Ao definir o que seria o "pensamento complexo", Edgar Morin criticava um certo modelo de apreensão da realidade que tende a "isolar objetos ou fenômenos de seu ambiente". Nesse sentido, O Insulto é uma das produções mais complexas a estrear em Porto Alegre recentemente. Diretor dos premiados West Beirut (1998) e O Atentado (2012), Ziad Doueiri entretece com competência a altercação dos dois homens (que, à medida que prossegue o julgamento, se percebem mais parecidos do que pensavam) em um contexto cujas raízes mergulham no passado encharcado de sangue do país: os conflitos com Israel; o massacre de palestinos em Sabra e Chatila, cometido por cristãos maronitas; os avanços da OLP e de outras facções palestinas, resultando no massacre de aldeias inteiras – eventos que de um modo ou outro voltam à tona e estão conectados ao passado dos dois homens, exposto no tribunal.

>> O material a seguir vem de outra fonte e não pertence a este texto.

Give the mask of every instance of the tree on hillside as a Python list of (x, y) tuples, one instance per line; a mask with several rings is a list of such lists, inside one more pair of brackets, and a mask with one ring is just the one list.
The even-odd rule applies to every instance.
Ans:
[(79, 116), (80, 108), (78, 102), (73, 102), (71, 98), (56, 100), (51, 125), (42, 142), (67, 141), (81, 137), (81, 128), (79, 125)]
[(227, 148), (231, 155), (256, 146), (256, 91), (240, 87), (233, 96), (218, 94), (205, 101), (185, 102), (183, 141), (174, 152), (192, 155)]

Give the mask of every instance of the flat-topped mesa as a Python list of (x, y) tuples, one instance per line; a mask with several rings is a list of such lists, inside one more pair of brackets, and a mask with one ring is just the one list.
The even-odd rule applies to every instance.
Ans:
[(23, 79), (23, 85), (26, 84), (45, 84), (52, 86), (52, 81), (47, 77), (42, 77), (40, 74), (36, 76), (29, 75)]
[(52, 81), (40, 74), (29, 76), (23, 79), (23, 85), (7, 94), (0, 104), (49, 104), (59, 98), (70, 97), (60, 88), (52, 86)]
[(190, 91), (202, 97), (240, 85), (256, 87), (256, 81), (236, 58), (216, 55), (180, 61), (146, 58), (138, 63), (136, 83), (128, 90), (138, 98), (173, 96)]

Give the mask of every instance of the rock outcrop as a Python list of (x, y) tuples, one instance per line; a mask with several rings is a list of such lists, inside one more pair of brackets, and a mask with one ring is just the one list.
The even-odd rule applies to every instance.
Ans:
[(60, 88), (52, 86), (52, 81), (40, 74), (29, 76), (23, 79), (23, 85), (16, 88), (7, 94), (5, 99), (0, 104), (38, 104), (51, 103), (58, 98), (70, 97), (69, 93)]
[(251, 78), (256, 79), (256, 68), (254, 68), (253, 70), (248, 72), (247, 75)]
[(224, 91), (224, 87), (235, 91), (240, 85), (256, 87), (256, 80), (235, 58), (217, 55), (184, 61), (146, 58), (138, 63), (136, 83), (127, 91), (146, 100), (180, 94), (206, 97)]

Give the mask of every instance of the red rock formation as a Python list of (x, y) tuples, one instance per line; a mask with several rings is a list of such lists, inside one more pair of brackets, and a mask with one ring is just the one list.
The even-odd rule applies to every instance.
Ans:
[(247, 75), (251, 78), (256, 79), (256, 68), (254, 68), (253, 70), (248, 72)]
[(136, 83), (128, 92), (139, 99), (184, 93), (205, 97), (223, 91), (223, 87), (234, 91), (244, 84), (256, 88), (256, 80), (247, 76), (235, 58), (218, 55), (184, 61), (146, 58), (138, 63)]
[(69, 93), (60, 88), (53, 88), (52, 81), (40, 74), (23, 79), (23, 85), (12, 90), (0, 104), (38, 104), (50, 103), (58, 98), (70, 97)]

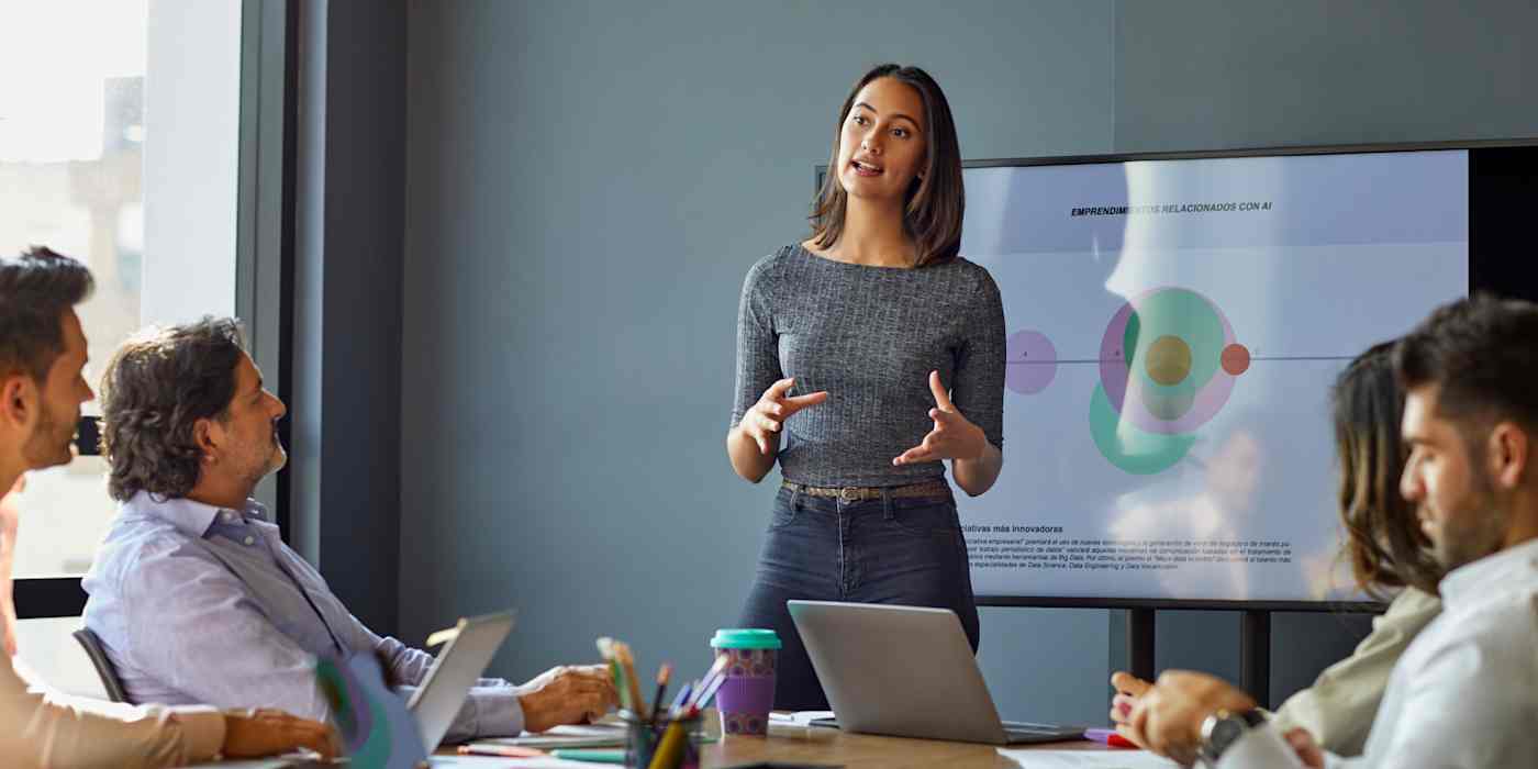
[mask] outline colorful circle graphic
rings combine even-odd
[[[1020,331],[1009,335],[1004,366],[1004,386],[1021,394],[1035,395],[1052,384],[1057,377],[1057,346],[1040,331]]]
[[[1147,475],[1180,461],[1249,371],[1249,349],[1210,300],[1183,288],[1130,298],[1100,341],[1090,398],[1095,446],[1112,464]]]

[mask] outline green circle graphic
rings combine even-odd
[[[1149,346],[1161,337],[1175,337],[1190,349],[1190,374],[1173,384],[1160,384],[1144,366]],[[1223,318],[1201,294],[1170,288],[1138,301],[1127,320],[1123,343],[1123,349],[1132,351],[1127,360],[1129,372],[1137,375],[1149,392],[1178,401],[1195,397],[1195,392],[1223,366],[1227,335],[1223,331]]]
[[[1175,466],[1197,443],[1195,434],[1164,435],[1138,429],[1110,406],[1106,388],[1089,398],[1089,432],[1107,461],[1132,475],[1154,475]]]

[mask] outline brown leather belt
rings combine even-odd
[[[835,497],[843,501],[880,500],[883,495],[892,498],[950,498],[950,484],[944,480],[914,483],[910,486],[803,486],[800,483],[783,481],[781,488],[798,491],[807,497]]]

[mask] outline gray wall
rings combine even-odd
[[[754,260],[804,232],[812,166],[864,66],[934,72],[966,157],[1538,134],[1515,82],[1538,71],[1535,54],[1481,32],[1532,29],[1532,11],[1456,14],[1433,2],[411,3],[401,635],[517,606],[500,675],[591,658],[606,634],[646,666],[703,666],[706,637],[737,615],[772,495],[723,452],[738,289]],[[1104,611],[984,609],[1000,707],[1101,721],[1109,629]],[[1278,618],[1273,689],[1361,631]],[[1232,614],[1160,615],[1163,664],[1235,677],[1237,638]]]
[[[400,606],[406,5],[300,5],[291,540],[372,628]]]

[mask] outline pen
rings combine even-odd
[[[1137,743],[1121,737],[1115,729],[1086,729],[1084,738],[1110,747],[1137,747]]]
[[[461,744],[460,755],[500,755],[503,758],[538,758],[544,755],[544,751],[535,751],[534,747],[518,747],[515,744],[472,743],[472,744]]]
[[[657,697],[652,697],[652,729],[657,729],[657,715],[663,712],[663,695],[667,694],[669,678],[672,678],[672,663],[663,663],[657,671]]]
[[[704,674],[704,678],[700,678],[700,686],[695,687],[694,697],[687,703],[684,703],[684,709],[698,709],[698,707],[701,707],[701,704],[700,704],[700,695],[704,694],[704,689],[707,686],[711,686],[711,680],[712,678],[715,678],[717,675],[724,675],[726,674],[726,667],[731,663],[732,663],[732,657],[731,655],[727,655],[727,654],[717,655],[715,664],[712,664],[711,669]]]
[[[667,715],[678,717],[683,712],[683,703],[689,701],[689,692],[694,692],[694,681],[684,681],[678,687],[678,694],[674,697],[672,706],[667,707]]]
[[[631,712],[646,718],[646,700],[641,700],[641,681],[635,677],[635,657],[631,655],[631,644],[615,641],[614,657],[620,661],[620,669],[624,671],[624,689],[631,695]]]
[[[568,761],[589,761],[595,764],[623,764],[624,751],[595,751],[591,747],[557,747],[551,751],[555,758]]]

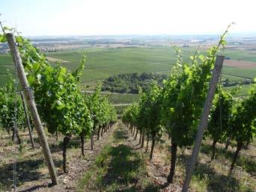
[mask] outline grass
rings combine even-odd
[[[79,181],[79,191],[159,191],[147,177],[143,155],[124,144],[127,138],[124,128],[114,131],[112,143],[103,147]]]
[[[185,60],[195,52],[194,48],[183,48]],[[205,52],[203,51],[202,53]],[[65,60],[69,62],[61,64],[69,69],[76,68],[83,54],[87,55],[86,67],[81,78],[82,83],[95,81],[120,73],[153,72],[169,74],[177,58],[172,47],[152,46],[141,48],[98,48],[81,51],[64,51],[49,52],[49,57]],[[256,62],[253,53],[241,51],[226,50],[225,55],[236,60],[252,61]],[[1,74],[4,74],[6,69],[13,71],[13,67],[9,55],[0,55]],[[242,69],[225,66],[223,73],[230,81],[234,78],[252,78],[255,76],[256,69]],[[4,82],[4,78],[0,75],[0,84]]]
[[[236,87],[236,86],[231,86],[231,87],[224,87],[224,89],[227,91],[228,90],[231,90],[233,89],[234,89]],[[241,89],[240,89],[238,90],[238,92],[237,93],[237,96],[245,96],[247,95],[249,93],[249,90],[251,87],[250,84],[243,84],[243,86],[241,86]]]

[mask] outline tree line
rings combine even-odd
[[[185,61],[179,50],[178,60],[163,86],[153,82],[149,89],[140,90],[140,99],[128,108],[123,122],[135,133],[140,132],[139,143],[144,146],[144,137],[152,140],[150,159],[152,159],[157,138],[163,132],[171,139],[171,167],[167,178],[173,182],[177,147],[192,146],[196,135],[214,66],[216,56],[227,43],[221,36],[219,44],[211,48],[206,55],[195,53],[190,62]],[[255,80],[256,81],[256,78]],[[217,142],[237,142],[237,150],[231,165],[234,169],[240,151],[250,143],[256,134],[256,85],[252,84],[249,96],[234,97],[235,90],[228,93],[221,83],[217,89],[209,117],[207,134],[213,139],[213,155]]]
[[[5,28],[8,30],[8,28]],[[0,34],[1,42],[6,42],[5,34]],[[67,147],[72,135],[81,138],[82,154],[84,154],[85,137],[91,139],[95,129],[106,132],[117,120],[113,106],[108,99],[100,94],[101,84],[95,93],[87,95],[79,88],[79,77],[85,67],[85,56],[78,68],[69,71],[60,64],[52,66],[46,56],[33,46],[28,40],[17,35],[19,52],[26,72],[26,77],[32,90],[40,117],[48,132],[61,132],[63,139],[63,170],[67,169]],[[0,88],[0,119],[2,128],[10,132],[14,130],[15,123],[18,127],[24,125],[24,111],[20,96],[17,96],[14,78]],[[14,131],[13,135],[14,135]],[[101,133],[101,135],[103,135]],[[17,134],[17,135],[19,135]],[[99,137],[98,137],[99,138]]]

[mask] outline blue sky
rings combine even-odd
[[[0,19],[24,35],[256,31],[255,0],[0,0]]]

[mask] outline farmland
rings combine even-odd
[[[182,48],[182,50],[184,59],[188,60],[188,56],[195,53],[195,48]],[[204,53],[204,51],[201,52]],[[76,69],[84,54],[87,56],[87,62],[81,78],[82,83],[103,80],[121,73],[153,72],[168,74],[177,61],[175,50],[170,46],[98,48],[46,53],[52,58],[50,62],[54,63],[52,58],[64,61],[61,64],[71,70]],[[234,60],[256,62],[256,55],[254,52],[227,50],[224,55]],[[251,63],[251,66],[249,69],[243,66],[225,66],[223,78],[228,78],[230,81],[252,79],[256,74],[256,63]],[[10,57],[8,55],[0,55],[1,84],[6,77],[6,69],[13,71],[13,68]]]

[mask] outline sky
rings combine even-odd
[[[255,0],[0,0],[0,20],[25,36],[256,32]]]

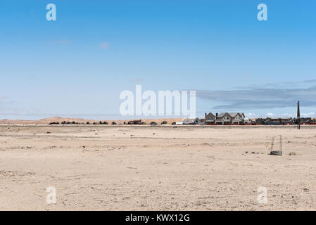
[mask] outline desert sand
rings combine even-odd
[[[315,210],[315,127],[0,126],[1,210]]]

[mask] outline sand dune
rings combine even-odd
[[[0,126],[0,210],[315,210],[315,160],[312,127]]]

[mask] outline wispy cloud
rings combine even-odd
[[[46,41],[48,44],[71,44],[71,41],[67,39],[53,40]]]
[[[99,47],[101,49],[108,49],[109,44],[108,42],[103,41],[100,45]]]
[[[305,81],[308,84],[316,81]],[[301,101],[304,106],[316,106],[316,85],[296,88],[293,82],[279,84],[282,88],[240,87],[236,90],[196,91],[198,98],[220,102],[213,109],[269,109],[295,106]],[[269,86],[266,88],[265,86]],[[284,87],[286,86],[286,87]]]

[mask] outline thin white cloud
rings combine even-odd
[[[71,41],[67,39],[60,39],[60,40],[48,41],[46,43],[49,44],[69,44],[71,43]]]
[[[100,45],[99,47],[101,49],[108,49],[109,44],[108,42],[103,41]]]

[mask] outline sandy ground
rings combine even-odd
[[[0,127],[1,210],[315,210],[315,127]]]

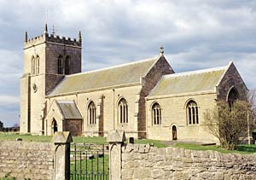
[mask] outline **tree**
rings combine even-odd
[[[240,138],[247,136],[250,112],[250,103],[247,101],[237,100],[231,106],[230,103],[218,101],[213,109],[205,112],[205,125],[210,133],[218,138],[222,148],[234,150]]]

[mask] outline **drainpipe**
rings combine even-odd
[[[115,130],[115,125],[114,125],[114,89],[112,89],[113,90],[113,130]]]

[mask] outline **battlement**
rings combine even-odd
[[[72,45],[72,46],[82,46],[82,40],[77,40],[76,38],[60,37],[58,35],[44,33],[40,36],[34,37],[32,38],[27,38],[27,35],[26,34],[26,39],[24,42],[24,49],[29,48],[31,46],[38,45],[43,43],[55,43],[61,44],[65,45]]]

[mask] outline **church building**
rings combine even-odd
[[[164,55],[81,73],[81,33],[71,39],[44,32],[24,43],[20,133],[126,136],[165,141],[218,142],[204,112],[218,100],[247,99],[233,62],[175,73]]]

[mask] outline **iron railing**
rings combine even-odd
[[[71,180],[108,180],[108,151],[106,145],[72,143]]]

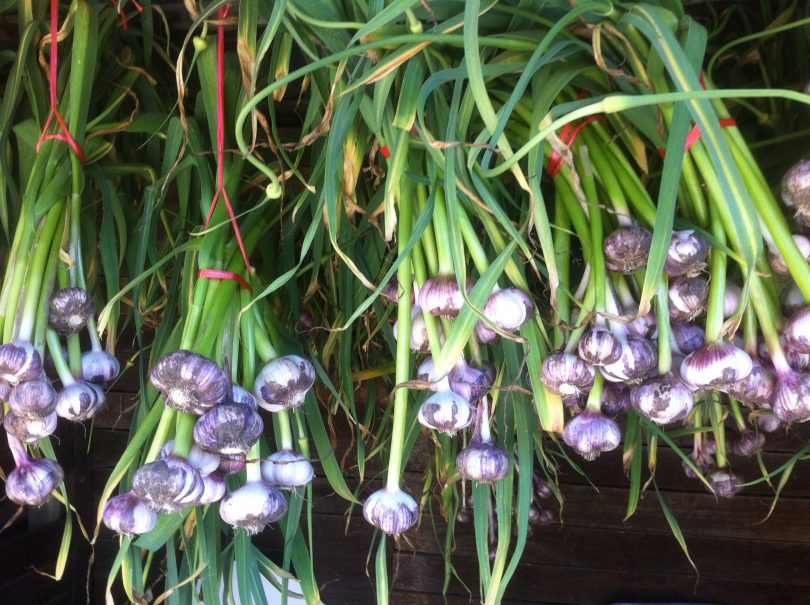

A determinado ponto, tanto Tony quanto Yasser se veem, a contragosto, enredados em uma engrenagem que parece menos interessada na questão original e mais em rever as chagas do passado. E é aí que, mesmo imbuído de tantas qualidades, O Insulto peca. À medida que progride como um "drama de tribunal", o filme vai perdendo força até um final que parece deslocado. O que não anula a experiência e a própria chave de compreensão do filme: qualquer um pode fazer tanto a paz quanto a guerra.
OS DEMAIS INDICADOS A FILME ESTRANGEIRO
Produção chilena vencedora de três prêmios no Festival de Berlim 2017, entre eles o de melhor roteiro, é estrelado pela cantora lírica trans Daniela Vega. Daniela interpreta Marina, garçonete trans que, após a súbita morte do homem com quem se relacionava, passa a ser submetida a constrangimentos pela família do amante. Foi exibido em Porto Alegre em 2017.
Corpo e Alma
Colegas de trabalho em um matadouro, um homem (Géza Morcsányi) e uma mulher (Alexandra Borbély), ambos com limitações físicas e psicológicas e extremamente solitários, passam a compartilhar os mesmos sonhos. Produção húngara dirigida por Ildikó Enyedi (autora do ótimo O Meu Século XX). Está em cartaz na cidade.
Sem Amor
Casal em processo de divórcio já praticamente encaminhou a fase seguinte de sua vida, inclusive com novos parceiros. Assim, negligenciam o filho pequeno (Matvey Novikov), que um dia desaparece misteriosamente. Filme dirigido por Andrey Zvyagintsev, indicado ao Oscar por seu longa anterior, Leviatã (2013). Estreia nesta quinta-feira em Porto Alegre.
Filme que venceu a prestigiosa Palma de Ouro em Cannes e vem sendo apontado como o favorito a levar o Oscar. Curador de museu de arte contemporânea em Estocolmo (Claes Bang), passa por crise pessoal e profissional após ter seu celular furtado e aprovar uma campanha de marketing mal sucedida. Está em exibição em Porto Alegre.